Time Period3 Months [change]
DirectionMoves Against 
StrengthVery Weak
Accuracy100.0%
ValuesDaily Returns

Uber Technologies  vs.  Cardinal Health

 Performance 
       Timeline  
Uber Technologies 

Risk-Adjusted Performance

0 of 100

 
Weak
 
Strong
Very Weak
Over the last 90 days Uber Technologies has generated negative risk-adjusted returns adding no value to investors with long positions. Even with unfluctuating performance in the last few months, the Stock's technical and fundamental indicators remain relatively invariable which may send shares a bit higher in January 2025. The latest agitation may also be a sign of long-running up-swing for the enterprise retail investors.
Cardinal Health 

Risk-Adjusted Performance

5 of 100

 
Weak
 
Strong
Insignificant
Compared to the overall equity markets, risk-adjusted returns on investments in Cardinal Health are ranked lower than 5 (%) of all global equities and portfolios over the last 90 days. Despite fairly strong basic indicators, Cardinal Health is not utilizing all of its potentials. The recent stock price confusion, may contribute to short-horizon losses for the traders.

Uber Technologies and Cardinal Health Volatility Contrast

   Predicted Return Density   
       Returns  

Pair Trading with Uber Technologies and Cardinal Health

The main advantage of trading using opposite Uber Technologies and Cardinal Health positions is that it hedges away some unsystematic risk.

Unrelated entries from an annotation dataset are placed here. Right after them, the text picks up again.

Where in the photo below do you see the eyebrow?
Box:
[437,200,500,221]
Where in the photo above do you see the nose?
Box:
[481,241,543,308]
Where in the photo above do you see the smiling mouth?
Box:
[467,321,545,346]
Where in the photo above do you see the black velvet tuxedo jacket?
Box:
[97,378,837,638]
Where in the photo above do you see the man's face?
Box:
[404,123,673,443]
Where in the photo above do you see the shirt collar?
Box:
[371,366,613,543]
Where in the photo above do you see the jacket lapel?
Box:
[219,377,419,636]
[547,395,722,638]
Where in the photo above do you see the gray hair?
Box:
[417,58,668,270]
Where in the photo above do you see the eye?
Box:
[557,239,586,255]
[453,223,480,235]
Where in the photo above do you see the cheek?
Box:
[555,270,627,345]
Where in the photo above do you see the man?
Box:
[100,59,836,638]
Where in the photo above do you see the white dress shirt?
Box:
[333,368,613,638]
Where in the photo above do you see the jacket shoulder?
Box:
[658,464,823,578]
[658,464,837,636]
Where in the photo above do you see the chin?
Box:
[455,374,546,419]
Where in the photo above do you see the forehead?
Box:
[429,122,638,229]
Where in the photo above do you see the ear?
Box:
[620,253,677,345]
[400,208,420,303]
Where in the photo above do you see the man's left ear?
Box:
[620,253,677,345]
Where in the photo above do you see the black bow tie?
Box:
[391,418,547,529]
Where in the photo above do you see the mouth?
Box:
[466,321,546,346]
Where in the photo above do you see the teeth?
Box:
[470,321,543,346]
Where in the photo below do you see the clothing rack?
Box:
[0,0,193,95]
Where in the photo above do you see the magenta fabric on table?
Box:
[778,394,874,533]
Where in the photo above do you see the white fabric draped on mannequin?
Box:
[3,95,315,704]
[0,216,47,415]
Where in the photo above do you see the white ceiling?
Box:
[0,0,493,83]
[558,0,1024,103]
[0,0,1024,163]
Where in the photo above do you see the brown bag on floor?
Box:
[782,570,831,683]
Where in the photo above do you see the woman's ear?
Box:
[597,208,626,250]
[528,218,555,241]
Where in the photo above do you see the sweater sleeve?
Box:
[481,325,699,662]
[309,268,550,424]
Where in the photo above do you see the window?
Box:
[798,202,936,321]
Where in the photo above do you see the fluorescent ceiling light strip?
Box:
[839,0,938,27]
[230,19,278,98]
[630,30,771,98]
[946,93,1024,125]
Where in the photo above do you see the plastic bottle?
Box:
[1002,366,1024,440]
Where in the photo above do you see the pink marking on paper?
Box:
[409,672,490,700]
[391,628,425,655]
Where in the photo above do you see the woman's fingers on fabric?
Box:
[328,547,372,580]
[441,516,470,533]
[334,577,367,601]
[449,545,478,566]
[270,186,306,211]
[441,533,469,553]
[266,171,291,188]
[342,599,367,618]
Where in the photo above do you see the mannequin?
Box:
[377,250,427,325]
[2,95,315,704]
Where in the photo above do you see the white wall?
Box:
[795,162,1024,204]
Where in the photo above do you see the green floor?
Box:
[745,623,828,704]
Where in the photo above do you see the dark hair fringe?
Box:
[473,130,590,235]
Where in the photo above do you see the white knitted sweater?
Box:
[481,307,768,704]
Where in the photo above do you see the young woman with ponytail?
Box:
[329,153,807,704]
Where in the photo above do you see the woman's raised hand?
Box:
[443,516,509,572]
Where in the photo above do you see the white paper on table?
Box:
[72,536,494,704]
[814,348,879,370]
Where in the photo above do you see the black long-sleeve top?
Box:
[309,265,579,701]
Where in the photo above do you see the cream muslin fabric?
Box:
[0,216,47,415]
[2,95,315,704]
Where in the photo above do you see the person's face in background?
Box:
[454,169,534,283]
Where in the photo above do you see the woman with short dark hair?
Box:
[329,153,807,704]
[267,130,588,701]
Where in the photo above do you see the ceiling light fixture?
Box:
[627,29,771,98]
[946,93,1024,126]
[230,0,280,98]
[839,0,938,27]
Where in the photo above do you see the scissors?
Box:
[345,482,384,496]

Because of two separate transactions, even if Uber Technologies position performs unexpectedly, Cardinal Health can make up some of the losses. Pair trading also minimizes risk from directional movements in the market. For example, if an entire industry or sector drops because of unexpected headlines, the short position in Cardinal Health will offset losses from the drop in Cardinal Health's long position.
The idea behind Uber Technologies and Cardinal Health pairs trading is to make the combined position market-neutral, meaning the overall market's direction will not affect its win or loss (or potential downside or upside). This can be achieved by designing a pairs trade with two highly correlated stocks or equities that operate in a similar space or sector, making it possible to obtain profits through simple and relatively low-risk investment.
Check out your portfolio center.
Note that this page's information should be used as a complementary analysis to find the right mix of equity instruments to add to your existing portfolios or create a brand new portfolio. You can also try the Latest Portfolios module to quick portfolio dashboard that showcases your latest portfolios.